A review for CNN-based plant disease categorization was presented by
Lu et al., (2021). They assessed the major issues and fixes with CNN, which is used to classify plant diseases, as well as the DL criteria. They found that to get a more satisfying outcome, more study with more complicated datasets was needed.
Golhani et al., (2018) outlined the advantages and disadvantages of using hyperspectral data for the diagnosis of plant leaf diseases. Within a brief period of time, they also introduced CNN techniques for SDI development.
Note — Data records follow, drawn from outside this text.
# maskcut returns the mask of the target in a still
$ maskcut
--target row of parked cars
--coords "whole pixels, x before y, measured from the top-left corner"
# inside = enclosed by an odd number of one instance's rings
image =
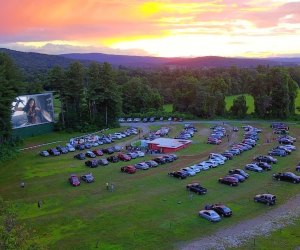
[[[183,140],[189,140],[191,139],[194,134],[197,132],[198,130],[195,128],[195,126],[193,124],[185,124],[183,130],[181,130],[181,132],[175,136],[174,139],[183,139]]]
[[[156,157],[149,161],[139,162],[134,165],[121,167],[121,172],[128,174],[134,174],[137,169],[148,170],[149,168],[157,167],[165,163],[170,163],[177,160],[178,157],[175,154],[166,154],[159,157]]]
[[[124,122],[155,122],[155,121],[179,121],[182,122],[183,118],[181,117],[156,117],[156,116],[152,116],[152,117],[144,117],[144,118],[119,118],[118,120],[120,123],[124,123]]]
[[[220,125],[212,126],[210,129],[212,129],[212,132],[207,138],[207,143],[215,145],[221,144],[222,138],[226,135],[226,129]]]

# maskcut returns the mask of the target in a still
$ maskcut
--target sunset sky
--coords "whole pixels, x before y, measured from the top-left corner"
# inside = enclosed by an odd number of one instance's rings
[[[300,1],[7,0],[0,47],[47,54],[300,56]]]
They found that tests of SDIs on a variety of hyperspectral imaging devices at plant leaf size are necessary as long as they are relevant for appropriate crop protection. With an emphasis on potato leaf disease,
Bangari et al., 2022 provided a review of disease detection with CNN. After looking over several studies, they concluded that convolutional neural networks are more effective in identifying the illness. It was also found that CNN significantly improved the highest level of diseases identification accuracy.
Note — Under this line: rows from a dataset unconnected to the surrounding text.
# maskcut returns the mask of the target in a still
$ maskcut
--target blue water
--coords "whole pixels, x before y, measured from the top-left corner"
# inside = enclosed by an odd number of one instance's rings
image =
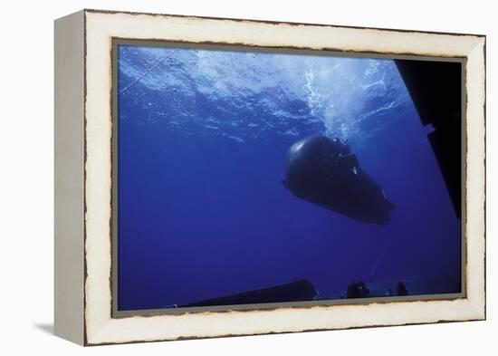
[[[120,45],[118,84],[120,310],[301,278],[326,299],[460,292],[459,220],[392,61]],[[285,189],[287,149],[316,133],[382,186],[387,226]]]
Korea is known for producing a wealth of agricultural assets and is especially skilled at growing soybeans. Soybeans are key to the country’s agriculture as an essential source of vegetable protein for the local diet, a raw material for numerous businesses and a valuable commodity on the market. Even with its bright future, soybean farming is not without its difficulties. One major problem is plant diseases, which can significantly reduce productivity and result in losses for farmers.